In the Club’s founding year he forged a set of steel-shafted clubs, both woods and irons, at his Cockburn Smiddy. (The original building still stands at Glenbrook Road end, west of Balerno). He found them such an improvement that he took out a UK Patent No 8603, dated 1st May 1894. The patent “relates to the use of steel shafts for golf clubs for the purpose of giving strength and elasticity.” Included in his patent was a specified club which obviated the need to carry a set. It consisted of a single shaft and a number of club-heads each of which could be affixed by simply turning a screw. Some years ago an elderly member recalled: ” As a lad I used to caddy for Old Tom when he was a backmarker. He carried his single shaft and a canvas satchel containing club-heads of varied loft. If I handed him the wrong one I got a resounding thwack.”
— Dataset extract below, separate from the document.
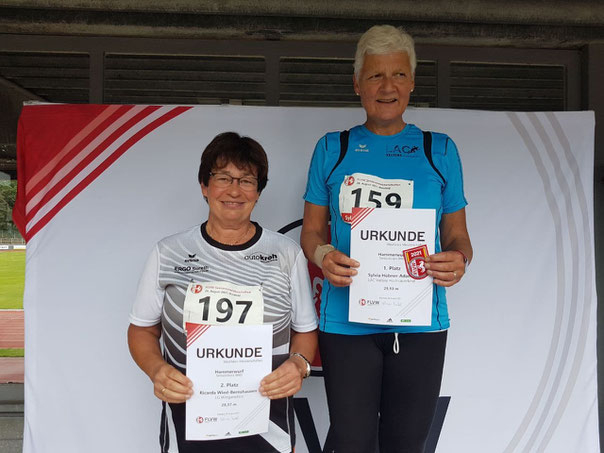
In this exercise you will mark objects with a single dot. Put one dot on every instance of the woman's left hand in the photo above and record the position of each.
(447, 268)
(285, 381)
An all-round sportsman Tom enjoyed an international reputation as a curler besides being a bowler of skill and a golfer of no mean repute. In his early days with a handicap then of plus 4,he won the scratch medal several times. In 1934, when aged 78, he went round the course in like number. James Graham, a contemporary of Tom when playing a needle game with him borrowed his new-fangled clubs to try them out and found them very powerful and superior in every way to his own hickory set. Other members believing that Tom commanded too great an advantage refused to take him on in competition.

Contemporary club makers, professional golfers and dealers were quite interested in these innovations but 35 years were to pass before the Royal & Ancient’ sanctified the shafting of clubs with steel in 1929. In the interval, James Beveridge of Milnathort, a director of Dandryan Iron Company, who supplied blacksmiths throughout Scotland, had represented Tom’s models in the USA before World War I. As the only source of hickory was virtually exhausted an American company adapted Tom’s revolutionary concept by designing hollow steel shafts, as opposed to Tom’s solid shafts. This led to the creation of the colossal world-wide market as we know today. The British Patent Office had warned Tom (and others) about safeguarding inventions in golf by taking out Foreign & Colonial Patents : “You are in a position to have any of these granted to you if the applications are made before the invention becomes publicly known. If you do not apply for these patents it is open for anyone else to do so” Alas the warnings were not heeded or otherwise the expense was found to be too great. In fact the original patent was allowed to lapse in the 1920s. In consequence Tom probably missed a fortune while his direct descendant, Nina Grieve, who joined Baberton Ladies Golf Club in 1969, never became a millionairess !

Tom Horsburgh was twice Captain of Baberton Golf Club, from 1914 to 1917, and again from 1929 to 1931. In 1942 Tom’s son-in-0law presented the original models to Baberton Golf Club under trust. They form the centrepiece of our enviable collection of golfing memorabilia displayed in the Clubhouse. In 1991 Nina Grieve put up for auction the original patent document along with other related letters. Thanks to the good offices of Mr David Kirkwood these were acquired by Baberton Golf Club for £ 300 – a matchless addition to the collection.

Baberton Golf Club takes justified pride in claiming Old Tom as a founder member together with his unique contribution to the advancement of the ancient game – A Man before his Time indeed.